Ärzte Zeitung online, 19.05.2009

Studie: Betriebsklima verschlechtert sich

FRANKFURT/MAIN (dpa). Eine neue Studie zeichnet ein düsteres Bild der Arbeitssituation in deutschen Unternehmen und Organisationen. Während die Belastungen zunähmen, verschlechtere sich das Betriebsklima, teilte die Universität Frankfurt am Montag mit. Die Arbeitsintensität nehme zu und Kollegialität schwinde.

"Die Arbeitswirklichkeit unterliegt tiefgreifenden Veränderungen, die in den vergangenen Jahren noch an Geschwindigkeit zugelegt haben", sagte einer der Leiter der Studie, Professor Rolf Haubl, der auch einer der Direktoren des Frankfurter Sigmund-Freud-Instituts ist.

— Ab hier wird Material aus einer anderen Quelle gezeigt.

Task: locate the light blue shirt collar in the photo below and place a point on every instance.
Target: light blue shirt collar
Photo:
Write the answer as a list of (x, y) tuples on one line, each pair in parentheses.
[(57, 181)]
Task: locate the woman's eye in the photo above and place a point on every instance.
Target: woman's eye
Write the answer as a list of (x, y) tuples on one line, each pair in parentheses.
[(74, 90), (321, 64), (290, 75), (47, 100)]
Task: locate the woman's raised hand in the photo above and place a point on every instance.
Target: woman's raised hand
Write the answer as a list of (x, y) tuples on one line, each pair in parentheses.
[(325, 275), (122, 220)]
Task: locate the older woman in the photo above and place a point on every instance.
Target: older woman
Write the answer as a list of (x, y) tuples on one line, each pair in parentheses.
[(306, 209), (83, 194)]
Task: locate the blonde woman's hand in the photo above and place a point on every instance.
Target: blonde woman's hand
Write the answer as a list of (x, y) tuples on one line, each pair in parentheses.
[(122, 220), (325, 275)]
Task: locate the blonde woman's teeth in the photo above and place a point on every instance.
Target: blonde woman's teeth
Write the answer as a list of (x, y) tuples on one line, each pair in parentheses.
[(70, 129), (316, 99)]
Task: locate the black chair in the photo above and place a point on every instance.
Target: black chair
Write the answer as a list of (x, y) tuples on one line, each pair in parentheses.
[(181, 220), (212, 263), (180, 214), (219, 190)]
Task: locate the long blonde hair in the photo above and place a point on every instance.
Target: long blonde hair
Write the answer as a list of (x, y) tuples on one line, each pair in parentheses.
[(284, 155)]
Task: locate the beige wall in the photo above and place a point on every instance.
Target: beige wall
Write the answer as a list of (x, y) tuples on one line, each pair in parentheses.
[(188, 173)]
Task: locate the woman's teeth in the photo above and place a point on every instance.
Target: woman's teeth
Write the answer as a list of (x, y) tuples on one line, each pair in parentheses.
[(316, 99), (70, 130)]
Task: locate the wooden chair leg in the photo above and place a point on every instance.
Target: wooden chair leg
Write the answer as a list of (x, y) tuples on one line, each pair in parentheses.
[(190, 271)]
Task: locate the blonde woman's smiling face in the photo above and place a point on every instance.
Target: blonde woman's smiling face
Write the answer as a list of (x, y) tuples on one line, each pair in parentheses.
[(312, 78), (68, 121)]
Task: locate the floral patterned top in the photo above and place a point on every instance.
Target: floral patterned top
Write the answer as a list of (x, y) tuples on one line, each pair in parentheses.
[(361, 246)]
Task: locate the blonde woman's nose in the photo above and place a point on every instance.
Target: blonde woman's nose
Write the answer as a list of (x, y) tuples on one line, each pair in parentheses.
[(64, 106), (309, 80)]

Der Professor für psychoanalytische Sozialpsychologie hatte rund 1000 Mitglieder der Deutschen Gesellschaft für Supervision befragt. Supervisoren und Coacher beraten Unternehmen und Organisationen überwiegend im sozialen Bereich zu Themen wie Zusammenarbeit und Teambildung.

Ein Großteil der Unternehmen befindet sich laut Studie in turbulenten Veränderungsprozessen. "Der ökonomische Druck der letzten Jahre und der daraus entstehende ständige Reformzwang hat zu einer höchst problematischen "Blase" sich verdichtender Probleme in Organisationen geführt, die lange Zeit kaum wahrgenommen wurde, nun aber "platzen" könnte", warnt Haubl. Den permanenten Umbau eines Unternehmens könnten viele Beschäftigte nicht mehr nachvollziehen und identifizierten sich deshalb nicht mehr mit ihrer Arbeit.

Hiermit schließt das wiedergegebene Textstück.